Another rarity for the time was the utter lack of closure that many cases got. Try to imagine the reports that Mulder and Scully must have filed each week and you realize that rarely do they even get as far as taking a suspect into custody or finding an explanation for events that would be taken seriously by any bureau. This is probably the cusp of TV challenging its audience by not tying up everything neatly.

Genre TV had been ghettoized for a long time. Look up the history of any genre show from the 80s or early 90s and odds are that most of them were relegated to first-run syndication. Network TV wasn't inclined to take sci-fi seriously, nor did they see their audience as particularly sophisticated. The X-Files changed all that. Not every attempt to clone the series worked (Fox had a LOT of stone-serious sci-fi failures in the back half of the decade), but it seemed to let the genie out of the bottle. You can draw a straight line from The X-Files to LOST, and in turn, the wave of genre TV that the latter show spawned.

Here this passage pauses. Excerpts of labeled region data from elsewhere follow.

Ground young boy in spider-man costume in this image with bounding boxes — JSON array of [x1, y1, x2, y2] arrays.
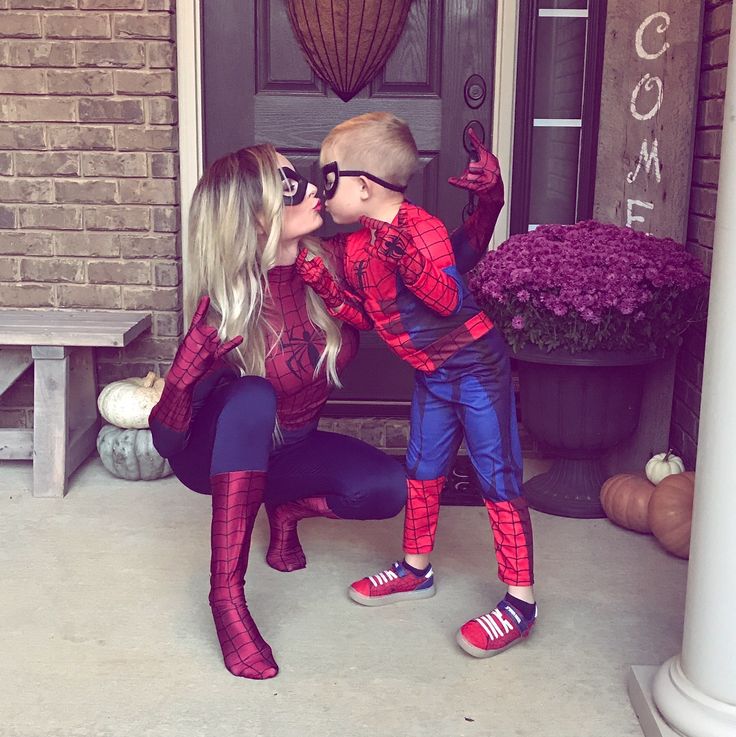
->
[[302, 113, 537, 657]]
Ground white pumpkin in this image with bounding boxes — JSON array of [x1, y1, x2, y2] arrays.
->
[[97, 425, 172, 481], [644, 450, 685, 484], [97, 371, 164, 429]]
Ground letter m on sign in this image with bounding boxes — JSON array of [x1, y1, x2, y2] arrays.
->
[[626, 138, 662, 184]]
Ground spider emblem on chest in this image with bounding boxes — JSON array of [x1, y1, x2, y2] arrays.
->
[[282, 327, 320, 376], [354, 259, 368, 289]]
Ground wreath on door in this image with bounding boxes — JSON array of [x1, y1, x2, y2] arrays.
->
[[287, 0, 411, 102]]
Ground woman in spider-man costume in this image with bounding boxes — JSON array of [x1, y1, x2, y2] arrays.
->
[[150, 139, 495, 679]]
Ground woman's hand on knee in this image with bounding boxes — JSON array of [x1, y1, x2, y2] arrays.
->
[[166, 295, 243, 389]]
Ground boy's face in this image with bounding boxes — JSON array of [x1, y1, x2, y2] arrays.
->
[[325, 159, 368, 225]]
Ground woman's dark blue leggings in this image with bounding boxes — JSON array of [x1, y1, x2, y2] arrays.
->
[[169, 376, 406, 519]]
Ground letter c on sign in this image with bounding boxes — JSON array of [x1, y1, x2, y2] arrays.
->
[[636, 11, 670, 59], [629, 72, 662, 120]]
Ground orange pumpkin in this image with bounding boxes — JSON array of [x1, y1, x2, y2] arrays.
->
[[649, 471, 695, 558], [601, 473, 655, 532]]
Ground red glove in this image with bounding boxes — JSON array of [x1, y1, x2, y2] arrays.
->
[[166, 295, 243, 391], [447, 128, 503, 202]]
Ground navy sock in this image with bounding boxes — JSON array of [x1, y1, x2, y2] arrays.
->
[[503, 594, 537, 619], [401, 560, 432, 576]]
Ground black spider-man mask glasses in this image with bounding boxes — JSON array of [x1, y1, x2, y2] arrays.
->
[[322, 161, 406, 200], [279, 166, 309, 205]]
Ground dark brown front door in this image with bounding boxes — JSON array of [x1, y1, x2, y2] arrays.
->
[[202, 0, 496, 414]]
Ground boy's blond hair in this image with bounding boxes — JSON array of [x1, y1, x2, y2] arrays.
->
[[320, 113, 419, 187]]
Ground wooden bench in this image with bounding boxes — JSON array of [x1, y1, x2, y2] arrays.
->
[[0, 309, 151, 497]]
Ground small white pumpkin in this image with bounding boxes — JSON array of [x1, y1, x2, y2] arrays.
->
[[97, 371, 164, 429], [644, 450, 685, 484], [97, 425, 172, 481]]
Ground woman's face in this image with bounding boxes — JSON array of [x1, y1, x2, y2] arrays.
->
[[277, 154, 322, 248]]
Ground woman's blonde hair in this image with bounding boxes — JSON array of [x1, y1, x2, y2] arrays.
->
[[184, 144, 341, 386], [320, 112, 419, 187]]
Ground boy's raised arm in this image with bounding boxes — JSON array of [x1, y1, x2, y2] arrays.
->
[[447, 128, 504, 274]]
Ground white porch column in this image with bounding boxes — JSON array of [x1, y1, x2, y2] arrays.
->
[[640, 5, 736, 737]]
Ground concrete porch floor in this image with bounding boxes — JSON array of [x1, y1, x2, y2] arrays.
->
[[0, 459, 687, 737]]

So what keeps me coming back to The X-Files despite increasing dissatisfaction with the creative direction? David Duchovny and Gillian Anderson. I was never a hard-core Mulder and Scully "shipper" in that I was desperate to see them hook up, but their relationship was always the core of the show. Mulder never met a circumstance he didn't have a bizarre left-field explanation for, a complete opposite to Scully's conviction to finding answers in science. In retrospect, it's notable that though they had a conflict of methods, they were always professional. Today I wonder if writers might make the mistake of amping up the conflict between the two to the levels of a buddy cop movie. These two were partners, first and foremost, and that harmony was always more fascinating than whether or not they were schtupping. Also, on all counts, its the more interesting and less obvious tone for their dynamic. Conflict is the essence of drama, but that doesn't mean that opposing characters need to be irrevocably polarized in order to be fascinating.

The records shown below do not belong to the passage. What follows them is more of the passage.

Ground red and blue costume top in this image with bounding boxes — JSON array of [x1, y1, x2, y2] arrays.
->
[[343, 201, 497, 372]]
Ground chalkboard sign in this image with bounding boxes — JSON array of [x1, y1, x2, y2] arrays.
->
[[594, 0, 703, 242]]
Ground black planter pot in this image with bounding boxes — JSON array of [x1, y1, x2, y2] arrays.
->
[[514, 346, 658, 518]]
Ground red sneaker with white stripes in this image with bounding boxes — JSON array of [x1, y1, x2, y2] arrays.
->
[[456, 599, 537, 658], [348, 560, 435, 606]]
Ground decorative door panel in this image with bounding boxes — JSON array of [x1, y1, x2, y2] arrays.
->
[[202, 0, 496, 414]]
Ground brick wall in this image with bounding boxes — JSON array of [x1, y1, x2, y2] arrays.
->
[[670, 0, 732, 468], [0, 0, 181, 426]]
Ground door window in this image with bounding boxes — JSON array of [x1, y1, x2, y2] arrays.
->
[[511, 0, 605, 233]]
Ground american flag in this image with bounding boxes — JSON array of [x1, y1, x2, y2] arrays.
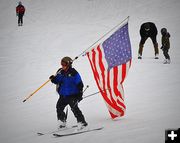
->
[[87, 22, 132, 119]]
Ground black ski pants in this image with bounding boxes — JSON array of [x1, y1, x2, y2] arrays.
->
[[56, 96, 86, 123]]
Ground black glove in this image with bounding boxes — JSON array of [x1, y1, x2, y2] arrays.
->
[[49, 75, 55, 83], [49, 75, 55, 80], [77, 92, 83, 102]]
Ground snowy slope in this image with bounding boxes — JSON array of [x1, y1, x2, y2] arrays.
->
[[0, 0, 180, 143]]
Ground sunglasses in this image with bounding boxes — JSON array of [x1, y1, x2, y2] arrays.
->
[[61, 62, 67, 67]]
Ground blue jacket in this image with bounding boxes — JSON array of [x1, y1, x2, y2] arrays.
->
[[52, 67, 83, 97]]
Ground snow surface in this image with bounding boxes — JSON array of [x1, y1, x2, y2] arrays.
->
[[0, 0, 180, 143]]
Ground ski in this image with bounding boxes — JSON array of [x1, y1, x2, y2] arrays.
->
[[37, 125, 77, 136], [53, 127, 103, 137]]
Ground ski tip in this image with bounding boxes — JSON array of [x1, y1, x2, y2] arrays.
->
[[37, 133, 44, 136]]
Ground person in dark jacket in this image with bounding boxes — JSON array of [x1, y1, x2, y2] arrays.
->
[[49, 57, 87, 128], [138, 22, 159, 59], [161, 28, 170, 64], [16, 2, 25, 26]]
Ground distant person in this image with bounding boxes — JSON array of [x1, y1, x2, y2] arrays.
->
[[49, 57, 88, 129], [161, 28, 170, 64], [138, 22, 159, 59], [16, 1, 25, 26]]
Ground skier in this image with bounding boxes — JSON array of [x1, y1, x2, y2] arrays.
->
[[138, 22, 159, 59], [16, 1, 25, 26], [161, 28, 170, 64], [49, 57, 88, 129]]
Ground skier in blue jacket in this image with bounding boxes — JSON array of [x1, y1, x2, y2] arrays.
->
[[49, 57, 87, 128]]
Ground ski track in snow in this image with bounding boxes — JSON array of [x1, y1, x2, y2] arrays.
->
[[0, 0, 180, 143]]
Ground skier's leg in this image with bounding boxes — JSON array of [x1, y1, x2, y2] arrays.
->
[[69, 98, 87, 126], [151, 36, 159, 59], [56, 97, 67, 122], [138, 37, 147, 59]]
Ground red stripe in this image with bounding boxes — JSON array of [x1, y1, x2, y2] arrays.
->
[[87, 46, 124, 118], [121, 64, 126, 84]]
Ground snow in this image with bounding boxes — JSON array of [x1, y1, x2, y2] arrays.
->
[[0, 0, 180, 143]]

Personally, I always preferred Scully to Mulder and though I'm in the minority, I really liked Season 8's notion of finally making Scully more of a believer and pairing her with the no-nonsense former cop John Doggett. I could have seen that partnership lasting a few more seasons had the show been able to make a clean break from the Mulder era.

So this leads perhaps to one of the biggest impressions the show made on me: Know when to resolve long-running storylines. What really caused the show to stagnate was its insistence on tying EVERYTHING back to the main alien mytharc. Thus, each subsequent year, that mythology acquired more baggage and more detritus. Had they tied off the storyline definitively in season 6 with the end of the conspiracy, the show might have moved forward. Certainly the full-time departure of Mulder at the end of Season 8 should have been the cue to tie off the uber arc and let next season begin with Scully, Doggett and Reyes investigating entirely new paranormal storylines.

The X-Files's lack of closure once made it a breath of fresh air. By the end, it was just an exercise in frustration. The show is scared to leave an element this big behind and so it makes the storyline confusing and impenetrable for even those of us who've followed it from the start. It was a little like if Buffy spent seven seasons with The Master as the Big Bad behind it all. At a certain point, a writer has to be willing to close the door on some threads and play a few new notes.

When I was younger, it was the mytharc episodes I loved the most. Those were the episodes that really seemed to matter because they dangled the possibility of revelation and change. In reruns, however, knowing that the path that show takes leads only to a lot of red herrings and narrative cul-de-sacs, I now favor the well-crafted standalones.

I didn't need The X-Files to tie everything up in a neat bow, but the occasional resolution would have gone a long way to restoring audience goodwill. This is probably one of the few shows on this list that has nearly as many "don't do this" lessons as "steal from this."

But what do I know? As I said, I'll be there on premiere night for the next limited-run revival. I just can't quit Mulder and Scully.